If you represent the state as a 128-long vector of GF(2) elements, you can model the state transition function as a matrix multiplication.
This allows you to describe any output bit (at any offset in the output stream) as a function of the 128 initial state elements.
Treating the initial state vector as 128 unknown variables, you can solve for them (via gaussian elimination) with any 128 bits from the output stream, so long as you know their offsets in the output sequence.
Although, depending on what those offsets are there's a ~50% chance there's no unique solution, in which case you may need a few more bits.

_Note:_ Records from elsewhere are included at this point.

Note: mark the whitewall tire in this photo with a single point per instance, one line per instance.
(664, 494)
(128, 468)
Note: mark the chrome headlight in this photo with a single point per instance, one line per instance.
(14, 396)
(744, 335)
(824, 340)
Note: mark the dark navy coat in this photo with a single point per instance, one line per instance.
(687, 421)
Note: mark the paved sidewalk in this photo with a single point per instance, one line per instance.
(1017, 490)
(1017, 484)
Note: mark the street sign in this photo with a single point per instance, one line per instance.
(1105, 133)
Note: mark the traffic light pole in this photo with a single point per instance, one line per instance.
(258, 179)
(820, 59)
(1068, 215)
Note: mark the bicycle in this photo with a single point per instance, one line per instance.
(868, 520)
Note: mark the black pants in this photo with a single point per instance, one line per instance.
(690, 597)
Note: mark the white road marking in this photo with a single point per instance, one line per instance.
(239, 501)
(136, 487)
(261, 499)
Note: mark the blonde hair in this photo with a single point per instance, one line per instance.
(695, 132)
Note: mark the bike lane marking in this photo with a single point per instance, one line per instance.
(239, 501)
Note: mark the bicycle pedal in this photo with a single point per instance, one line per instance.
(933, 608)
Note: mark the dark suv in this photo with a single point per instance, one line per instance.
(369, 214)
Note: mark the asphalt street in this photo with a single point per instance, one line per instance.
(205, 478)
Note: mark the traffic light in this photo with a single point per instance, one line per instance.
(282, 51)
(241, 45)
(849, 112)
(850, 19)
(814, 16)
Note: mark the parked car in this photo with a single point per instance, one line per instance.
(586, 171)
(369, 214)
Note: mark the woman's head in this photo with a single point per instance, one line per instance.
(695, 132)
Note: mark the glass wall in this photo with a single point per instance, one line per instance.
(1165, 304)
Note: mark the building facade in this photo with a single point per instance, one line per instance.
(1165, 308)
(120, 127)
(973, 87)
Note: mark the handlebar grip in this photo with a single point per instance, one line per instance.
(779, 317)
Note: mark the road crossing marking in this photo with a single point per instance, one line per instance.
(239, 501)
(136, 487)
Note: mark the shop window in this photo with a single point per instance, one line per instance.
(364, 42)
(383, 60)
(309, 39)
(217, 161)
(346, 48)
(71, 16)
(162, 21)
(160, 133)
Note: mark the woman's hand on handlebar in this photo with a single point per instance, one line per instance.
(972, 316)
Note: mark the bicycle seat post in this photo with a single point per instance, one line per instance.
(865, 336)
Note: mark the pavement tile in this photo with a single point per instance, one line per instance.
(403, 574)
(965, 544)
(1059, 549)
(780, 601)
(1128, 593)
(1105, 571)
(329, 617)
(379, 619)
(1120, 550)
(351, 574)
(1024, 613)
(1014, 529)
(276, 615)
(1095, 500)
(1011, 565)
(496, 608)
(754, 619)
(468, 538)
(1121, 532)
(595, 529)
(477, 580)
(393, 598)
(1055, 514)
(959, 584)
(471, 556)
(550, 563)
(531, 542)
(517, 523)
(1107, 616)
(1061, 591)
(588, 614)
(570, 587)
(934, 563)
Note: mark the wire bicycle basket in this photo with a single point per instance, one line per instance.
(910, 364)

For the case of two consecutive 64-bit outputs, you get a unique solution.
For 128 samples, the gaussian elimination can be done in 2^21 steps, or only 2^14 steps if you can put a whole bit-vector in one register (which you can!)
If the offsets are known in advance, you can pre-compute the gaussian elimination work and end up with a constant matrix that, if multiplied by the leaked bits, obtains the initial state vector.
tptacek 4 hours ago [-]
If you follow the ChatGPT log, that's the angle he takes as well.
Retr0id 4 hours ago [-]
Oh that's fascinating, I didn't get that impression at all from the article itself.
viraptor 5 hours ago [-]
> I couldn’t believe that z3 was the best one can do
It probably never is, but if you don't care about a nice solution or don't care about anything past "is it possible?", then z3 and smt2 are amazing. You often don't even need to understand the whole problem. "take constraints, give solution" works great in those situations.
Sesse__ 4 hours ago [-]
I've tried to use Z3 to find hash collisions in a simple hash, and it was amazingly bad at it. It took forever, whereas just trying random values until some were (multi)colliding was sub-second :-)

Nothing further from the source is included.